И снова он промолчал. Дьяволы все еще выглядывали из глубины его глаз, но им было уже не до меня, они уже наблюдали не за мной, они принялись за самого Ройяла. Они вгрызались все глубже и глубже в потаенные уголки этого темного ума и, блуждая там, играли выражением его искаженного лица. И это искаженное лицо являлось ясным доказательством того, что эти дьяволы раздирали его в разные стороны, и все же самый мощный из них тащил его к черной пропасти полного краха, к тому всепоглощающему ужасу, который граничит с безумием.
— Как тебе нравится твое состояние, Ройял? — хрипло спросил я. — Ты чувствуешь, как стало болеть твое горло и легкие? Я тоже чувствую боль в своем горле и своих легких… Я вижу, что твое лицо уже начинает синеть… Пока оно еще не очень синее… синева появилась только под глазами… Вначале синева всегда появляется под глазами, потом начинает синеть нос. — Я сунул руку в нагрудный карман и вытащил маленький прямоугольник. — Вот зеркало, Ройял. Посмотри на себя в зеркало. Разве ты не хочешь увидеть, как…?
— Будь ты проклят, Тальбот, — он выбил зеркало из моей руки, и оно отлетело в сторону. Голос его был похож и на рыдание, и на крик: — Я не хочу умирать! Я не хочу умирать!
— А разве твои жертвы хотели умирать, Ройял? — я уже не мог говорить разборчиво, мне пришлось сделать четыре или пять вдохов, прежде чем смог выговорить это предложение. — Все твои жертвы, наверное, хотели покончить жизнь самоубийством, и ты просто помогал им осуществить это желание от всех щедрот и доброты твоего сердца?
— Ты умрешь, Тальбот, — голос был похож на зловещее карканье. Пистолет в его дрожащей руке был направлен мне в сердце. — Ты умрешь сейчас.

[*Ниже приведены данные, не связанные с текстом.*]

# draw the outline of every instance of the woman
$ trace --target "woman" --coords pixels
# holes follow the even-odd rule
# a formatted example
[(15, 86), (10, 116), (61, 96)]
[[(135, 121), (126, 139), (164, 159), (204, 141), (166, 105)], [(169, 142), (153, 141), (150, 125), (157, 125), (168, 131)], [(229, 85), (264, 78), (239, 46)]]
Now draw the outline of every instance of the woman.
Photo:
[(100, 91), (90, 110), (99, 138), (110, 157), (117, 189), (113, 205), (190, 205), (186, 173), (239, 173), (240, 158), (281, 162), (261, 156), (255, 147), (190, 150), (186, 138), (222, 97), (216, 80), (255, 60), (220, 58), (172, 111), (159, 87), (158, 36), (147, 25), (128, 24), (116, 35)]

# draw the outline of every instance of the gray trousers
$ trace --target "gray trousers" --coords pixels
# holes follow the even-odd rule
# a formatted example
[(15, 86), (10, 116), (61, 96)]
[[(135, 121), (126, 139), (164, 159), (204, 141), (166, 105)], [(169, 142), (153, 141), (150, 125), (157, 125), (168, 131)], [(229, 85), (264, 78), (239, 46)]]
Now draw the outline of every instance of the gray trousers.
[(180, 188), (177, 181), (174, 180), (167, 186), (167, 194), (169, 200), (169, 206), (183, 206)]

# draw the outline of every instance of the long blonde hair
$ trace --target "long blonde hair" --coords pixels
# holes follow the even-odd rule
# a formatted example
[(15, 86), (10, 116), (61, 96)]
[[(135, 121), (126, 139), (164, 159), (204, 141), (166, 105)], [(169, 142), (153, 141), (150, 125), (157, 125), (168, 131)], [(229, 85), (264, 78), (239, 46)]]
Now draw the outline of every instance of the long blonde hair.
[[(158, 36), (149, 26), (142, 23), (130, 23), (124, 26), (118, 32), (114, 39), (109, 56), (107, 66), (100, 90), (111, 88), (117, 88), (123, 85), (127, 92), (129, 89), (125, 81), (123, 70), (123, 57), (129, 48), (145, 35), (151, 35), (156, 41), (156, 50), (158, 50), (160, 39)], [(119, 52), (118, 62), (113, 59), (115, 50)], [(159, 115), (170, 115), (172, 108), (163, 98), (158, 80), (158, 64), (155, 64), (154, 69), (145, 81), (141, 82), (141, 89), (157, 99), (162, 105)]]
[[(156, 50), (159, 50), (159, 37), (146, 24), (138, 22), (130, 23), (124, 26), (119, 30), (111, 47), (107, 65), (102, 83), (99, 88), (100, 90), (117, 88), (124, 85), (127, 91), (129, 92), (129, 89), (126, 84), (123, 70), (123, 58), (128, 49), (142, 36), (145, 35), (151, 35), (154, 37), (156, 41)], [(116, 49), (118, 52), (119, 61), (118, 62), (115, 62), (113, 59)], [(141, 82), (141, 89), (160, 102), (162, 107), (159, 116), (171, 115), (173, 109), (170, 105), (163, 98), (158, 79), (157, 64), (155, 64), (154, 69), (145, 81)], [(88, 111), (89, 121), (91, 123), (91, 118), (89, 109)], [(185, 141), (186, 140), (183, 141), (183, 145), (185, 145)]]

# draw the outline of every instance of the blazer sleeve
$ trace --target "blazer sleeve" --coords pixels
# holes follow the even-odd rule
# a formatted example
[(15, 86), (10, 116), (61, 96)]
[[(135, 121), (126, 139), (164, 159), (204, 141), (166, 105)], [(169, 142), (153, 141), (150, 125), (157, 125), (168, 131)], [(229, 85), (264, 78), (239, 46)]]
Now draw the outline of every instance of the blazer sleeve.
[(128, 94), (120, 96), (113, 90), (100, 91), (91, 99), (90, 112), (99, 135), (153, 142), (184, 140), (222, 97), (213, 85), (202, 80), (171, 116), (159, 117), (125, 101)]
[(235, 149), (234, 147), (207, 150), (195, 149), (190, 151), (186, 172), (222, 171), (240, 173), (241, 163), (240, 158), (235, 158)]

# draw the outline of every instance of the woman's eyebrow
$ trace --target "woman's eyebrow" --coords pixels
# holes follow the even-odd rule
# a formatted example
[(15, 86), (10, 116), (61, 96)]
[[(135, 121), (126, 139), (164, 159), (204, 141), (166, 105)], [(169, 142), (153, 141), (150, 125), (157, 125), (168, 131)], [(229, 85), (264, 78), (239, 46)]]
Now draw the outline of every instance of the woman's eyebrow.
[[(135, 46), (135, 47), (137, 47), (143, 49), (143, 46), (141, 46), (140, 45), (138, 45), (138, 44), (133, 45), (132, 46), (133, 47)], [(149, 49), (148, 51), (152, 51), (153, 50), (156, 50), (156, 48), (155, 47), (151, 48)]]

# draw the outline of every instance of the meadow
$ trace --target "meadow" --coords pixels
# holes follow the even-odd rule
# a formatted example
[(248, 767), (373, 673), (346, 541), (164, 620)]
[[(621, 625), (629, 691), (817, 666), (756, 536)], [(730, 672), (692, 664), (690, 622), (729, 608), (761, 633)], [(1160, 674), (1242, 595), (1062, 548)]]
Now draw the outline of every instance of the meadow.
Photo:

— Не смеши меня, Ройял, ведь если я расхохочусь, таблетка цианида может вылететь изо рта. Не тяни. Не тяни, жми на курок.

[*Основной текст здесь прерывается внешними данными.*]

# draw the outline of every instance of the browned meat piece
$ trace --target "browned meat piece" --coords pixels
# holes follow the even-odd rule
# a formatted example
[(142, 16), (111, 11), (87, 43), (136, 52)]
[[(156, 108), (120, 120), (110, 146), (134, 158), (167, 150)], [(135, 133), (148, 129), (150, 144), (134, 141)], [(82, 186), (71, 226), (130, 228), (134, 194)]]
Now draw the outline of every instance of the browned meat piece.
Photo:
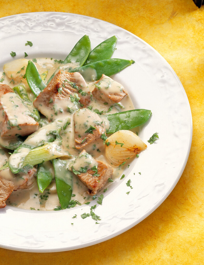
[(98, 164), (98, 176), (93, 176), (96, 172), (91, 169), (88, 170), (85, 173), (77, 175), (80, 180), (89, 190), (88, 193), (92, 196), (103, 187), (113, 172), (112, 168), (108, 164), (97, 160), (96, 161)]
[[(76, 98), (76, 101), (73, 98), (75, 94), (78, 98), (78, 99)], [(71, 101), (68, 100), (69, 99)], [(48, 112), (51, 112), (53, 116), (58, 113), (60, 114), (62, 111), (67, 111), (67, 107), (71, 108), (74, 104), (78, 104), (78, 108), (85, 107), (90, 100), (90, 93), (87, 85), (81, 74), (60, 70), (41, 92), (34, 100), (33, 105), (42, 114), (51, 120), (52, 118), (48, 116)]]
[(92, 195), (103, 187), (113, 172), (109, 165), (95, 160), (85, 150), (79, 154), (71, 168), (89, 189), (89, 194)]
[(110, 104), (118, 103), (128, 94), (121, 85), (105, 74), (95, 83), (92, 93), (95, 98)]
[(5, 207), (6, 201), (13, 191), (28, 188), (33, 184), (36, 171), (33, 168), (26, 174), (16, 174), (14, 178), (8, 168), (0, 171), (0, 208)]
[(13, 92), (13, 90), (9, 86), (4, 84), (0, 84), (0, 98), (5, 94)]
[(106, 134), (103, 120), (95, 112), (82, 109), (74, 114), (74, 144), (77, 149), (93, 143)]
[(28, 135), (37, 131), (38, 123), (30, 116), (28, 108), (12, 89), (0, 85), (0, 134), (1, 137)]

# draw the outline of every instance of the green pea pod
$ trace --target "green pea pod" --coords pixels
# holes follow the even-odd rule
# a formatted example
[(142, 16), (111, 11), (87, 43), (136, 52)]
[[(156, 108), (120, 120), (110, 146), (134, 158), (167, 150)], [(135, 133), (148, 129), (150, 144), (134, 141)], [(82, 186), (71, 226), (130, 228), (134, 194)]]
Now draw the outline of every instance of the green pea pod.
[(129, 130), (140, 126), (148, 120), (151, 114), (151, 111), (141, 109), (105, 115), (110, 124), (106, 133), (114, 133), (120, 130)]
[(53, 161), (57, 192), (62, 209), (67, 208), (72, 193), (72, 175), (66, 168), (67, 162), (60, 159)]
[(25, 71), (25, 77), (30, 88), (35, 96), (37, 97), (46, 86), (35, 65), (31, 61), (28, 61)]
[(29, 99), (24, 86), (23, 85), (17, 86), (14, 87), (13, 90), (23, 100), (24, 103), (27, 106), (28, 109), (31, 112), (31, 117), (36, 121), (40, 121), (40, 116), (39, 112), (33, 105), (33, 102)]
[[(58, 68), (48, 81), (47, 83), (54, 77), (59, 70), (60, 66), (71, 63), (77, 63), (79, 66), (81, 66), (86, 59), (91, 49), (91, 43), (89, 36), (84, 35), (75, 45), (75, 46), (64, 60), (63, 63)], [(70, 68), (65, 70), (69, 71)]]
[(99, 79), (103, 74), (110, 76), (134, 62), (133, 60), (107, 59), (75, 68), (70, 72), (79, 72), (87, 82), (93, 82)]
[(113, 36), (100, 43), (90, 52), (84, 65), (110, 58), (115, 51), (117, 39)]
[(54, 176), (49, 170), (51, 163), (49, 161), (43, 163), (38, 168), (37, 173), (37, 182), (39, 191), (42, 193), (51, 183)]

Моя грудь болела, все плыло перед глазами. Я знал, что долго так не выдержу.
Он посмотрел на меня сумасшедшими блуждающими глазами, которые уже потеряли все контакты с реальностью, и сунул маленький черный пистолет в кобуру. Начали сказываться полученные им удары по голове, от них он был в гораздо худшем состоянии, чем я. Вдруг, замотав головой, он повалился вперед со стула и, встав на четвереньки, продолжал мотать головой направо и налево, закрыв глаза, пытаясь развеять туман в голове.
Я, едва не теряя сознание, повернул ручку системы регенерации воздуха с минимума на максимум. Заметно улучшится воздух только через две-три минуты. И лишь минут через десять атмосфера приблизится к нормальной. Эти две-три минуты надо использовать по максимуму. Я наклонился над Ройялом:
— Ты умираешь, Ройял. Мы с тобой умираем. Но мне интересно, как ты себя чувствуешь, Ройял? Скажи мне, что ты испытываешь, зная что могила твоя на дне моря в ста пятидесяти метрах от поверхности? Зная, что тебе уже никогда не придется вдохнуть чудесный, чистый, свежий воздух, никогда не придется увидеть ласковое солнце? Скажи мне, Ройял, что ты ощущаешь. — Я еще ниже склонился над ним. — Скажи, Ройял, а ты хотел бы спастись?
Он не реагировал, он уже почти ничего не соображал. Пришлось повторить, выкрикивая прямо ему в ухо:
— Ты хотел бы спастись, Ройял, ты хочешь жить!?
— Хочу. — Его голос был похож на мучительный стон, его сжатая в кулак правая рука слабо ударяла по дну кабины. — Господи, как же я хочу жить…
— Возможно, я еще позволю тебе жить, Ройял. Возможно. Ты сейчас стоишь на коленях, не так ли, Ройял? Ты на коленях вымаливаешь себе жизнь, не правда ли, Ройял? Я поклялся, что доживу до того дня, когда ты, стоя на коленях, будешь умолять сохранить тебе жизнь, а сейчас именно это ты и делаешь, не так ли, Ройял?
— Будь ты проклят, Тальбот… — прохрипел он, стоя на коленях и качая головой из стороны в сторону. Внизу, на полу, воздух был почти лишен кислорода, и на его лице начали появляться голубые тени. Он дышал, как задыхающаяся от бега собака. Каждый вздох доставлял ему мучительную агонию. — Спаси меня. Ради Бога, спаси меня.